The niece of a largely forgotten Manchester artist is fighting to restore his reputation. An exhibition being staged in Salford should help. Words by Paul Mackenzie

Great British Life: A Vase of Flowers on the Mantle Shelf, Hayfield 1947A Vase of Flowers on the Mantle Shelf, Hayfield 1947 (Image: Archant)

When Sue Astles was growing up in the 1960s she used to long for the occasional visits her uncle made to her family home. When she saw his car outside the house as she walked home from school, her heart would leap. ‘He was just so with it,’ she said. ‘He’d be wearing coloured shirts he’d bought in Carnaby Street and his wife Susie would make her own Mary Quant style dresses. They used to buy me Beatles EPs and we’d play them really loud. My mum and grandmother weren’t impressed, but for me as a teenager it was brilliant.’

The avant garde uncle was Harry Ousey, an abstract artist who was largely forgotten after his death from cancer in a French hospital in 1985. But Sue is now working hard to establish her uncle’s reputation.

‘I have been told that his work is very important in the 20th century British art scene and I just want him to be remembered, as he should be,’ Sue said. ‘I realise he’s never going to be really famous but it’s just about bringing him back and that’s what I will continue to work at.’

Sue’s work reached a milestone when an exhibition opened at the end of March at Salford Museum and Art Gallery to commemorate the centenary of Harry’s birth. At that gallery in 1948, a panel including LS Lowry selected one of Harry’s paintings, Landscape near Hayfield, to appear in their Local Artists exhibition.

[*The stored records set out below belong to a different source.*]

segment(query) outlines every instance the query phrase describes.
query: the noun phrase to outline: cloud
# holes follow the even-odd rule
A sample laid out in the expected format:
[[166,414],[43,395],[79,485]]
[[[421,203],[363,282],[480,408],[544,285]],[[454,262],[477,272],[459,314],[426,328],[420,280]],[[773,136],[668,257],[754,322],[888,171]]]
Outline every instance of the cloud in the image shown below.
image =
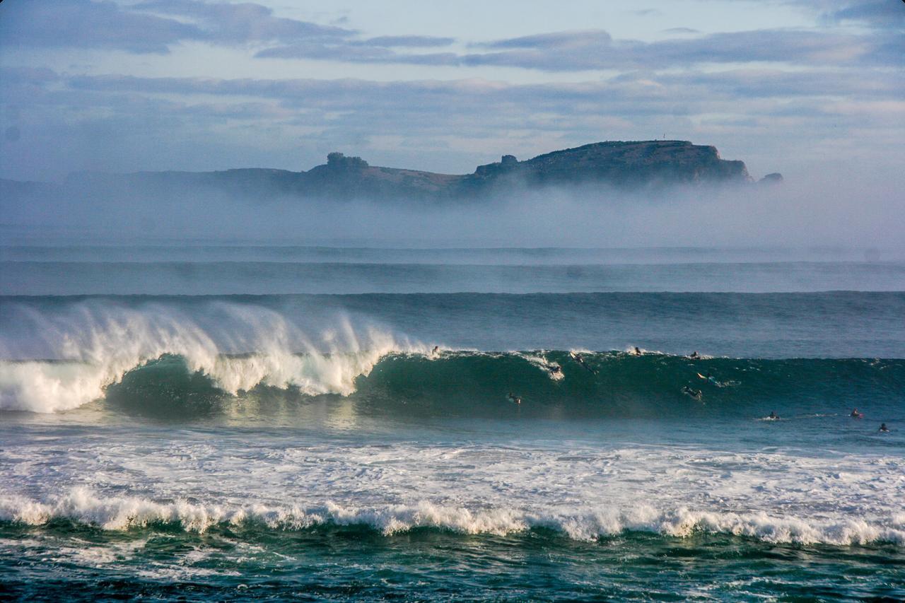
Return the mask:
[[[800,5],[817,10],[814,2]],[[705,63],[776,62],[805,66],[898,66],[905,7],[894,2],[838,3],[824,18],[858,22],[874,29],[856,34],[832,29],[765,29],[711,34],[676,28],[676,37],[656,42],[614,39],[604,30],[577,30],[493,40],[468,53],[424,52],[455,40],[429,35],[363,37],[357,31],[278,17],[253,3],[146,0],[43,0],[0,9],[0,44],[119,48],[167,53],[174,44],[202,42],[252,46],[262,59],[313,59],[352,63],[436,66],[503,66],[547,72],[665,70]]]
[[362,43],[369,46],[432,48],[435,46],[449,46],[454,38],[438,38],[430,35],[381,35],[369,38]]
[[6,47],[119,48],[163,53],[171,44],[203,34],[192,24],[124,11],[109,1],[42,0],[0,5],[0,43]]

‘It was an emotional moment when the exhibition opened, I’d expected to be a blubbering idiot. There were people there who knew him and people who have some of his work. There have been exhibitions before but this was extra special because we were walking through the same doors as Harry and Susie in 1948.’

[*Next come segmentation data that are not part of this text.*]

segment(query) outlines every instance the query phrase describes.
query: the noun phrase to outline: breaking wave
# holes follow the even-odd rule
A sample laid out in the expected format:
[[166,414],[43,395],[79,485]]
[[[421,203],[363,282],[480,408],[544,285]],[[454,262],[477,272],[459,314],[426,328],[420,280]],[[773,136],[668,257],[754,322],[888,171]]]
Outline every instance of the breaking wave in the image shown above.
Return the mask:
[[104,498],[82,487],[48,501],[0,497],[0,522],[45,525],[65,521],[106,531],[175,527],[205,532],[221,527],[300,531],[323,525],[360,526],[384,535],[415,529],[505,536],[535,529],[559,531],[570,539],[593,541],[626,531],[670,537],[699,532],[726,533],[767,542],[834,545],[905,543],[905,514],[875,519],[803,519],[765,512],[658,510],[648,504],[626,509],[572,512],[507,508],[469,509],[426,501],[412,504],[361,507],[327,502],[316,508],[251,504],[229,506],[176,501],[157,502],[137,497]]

Harry was born in the Longsight area of Manchester in 1915 and knew from an early age he wanted to paint but he was repeatedly told to get a proper job and after his father died, Harry moved to London in the 1930s to study architecture. The city though was full of artists, many of whom had fled Europe as the threat of war increased.

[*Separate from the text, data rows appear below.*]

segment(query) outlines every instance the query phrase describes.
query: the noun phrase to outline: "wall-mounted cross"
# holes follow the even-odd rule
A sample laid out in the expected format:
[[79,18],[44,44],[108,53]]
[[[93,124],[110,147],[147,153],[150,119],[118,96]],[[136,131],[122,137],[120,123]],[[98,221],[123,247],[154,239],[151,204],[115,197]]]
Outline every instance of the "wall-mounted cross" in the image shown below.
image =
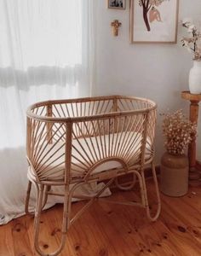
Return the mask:
[[118,37],[118,28],[119,28],[119,26],[122,26],[122,23],[118,22],[118,20],[114,20],[114,21],[111,23],[111,26],[112,27],[114,37]]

He spent much of his spare time touring the capital’s galleries and having met a number of artists at exhibitions including the first Surrealist art show in the country, his determination to join their ranks hardened.

Although Harry had had no formal art training – he did attend occasional classes in Manchester and Salford in his youth – he began to experiment with techniques and styles but all his early work was destroyed in a bombing raid.

In 1942, Harry married Eleanor Maden from Rawtenstall – known as Susie – and after the war the couple moved to Hayfield in the Peak District where he began to paint in earnest.

After the 1948 exhibition in Salford, the couple moved to Cornwall and, in the early 1960s, to London where Harry’s star really began to rise. He exhibited his work and was reviewed in national newspapers and art journals, but with the rise of Pop Art and a growing sense of disillusionment with the British art scene Harry and Susie moved to France where they believed his work would be taken more seriously.

They settled in Provence where Harry created work that was exhibited across Europe and he was working on a major show in Paris right up until his death in 1985. Susie returned to England but couldn’t bear to unpack her husband’s paintings and they remained in storage until her death in 1997. Today, some of Harry’s pictures can be found for sale, normally for under £1,000.

Sue added: ‘Unbeknown to us Susie had all his art packed away in the house. We brought it all back and started to unpack it and it was such a revelation to me.

‘It almost spoke to me, I can’t explain it. I certainly wasn’t going to just put it in the loft so I started researching Harry’s life and work.

‘Reading his diaries, it’s clear that he was so driven – he had to paint and to pursue whatever it was that drove that need.’

The research was a pleasant distraction for Sue who had recently been diagnosed with breast cancer. ‘It has been a labour of love and it kept me going while I was going through all the treatment at Christie’s,’ she said.

Now fully recovered, Sue, a former florist, has her uncle’s diaries and notebooks as well as many hundreds of his paintings, but many more were given away or loaned to friends when Harry didn’t have room to store them all.

And Sue, who is now 65 and lives in Glossop, said: ‘People have contacted me to say they have got some of his work. It is so intriguing and although much has been revealed along the way, I know that there are some mysteries that will never be solved.

‘It has been as though someone took me by the hand and led me in this direction. I don’t really know where it will lead but I just want his name to be established in the British art scene.’ w

One Needs More Than Paint, A Centenary exhibition Of Harry Ousey, runs until July 5 at Salford Art Gallery.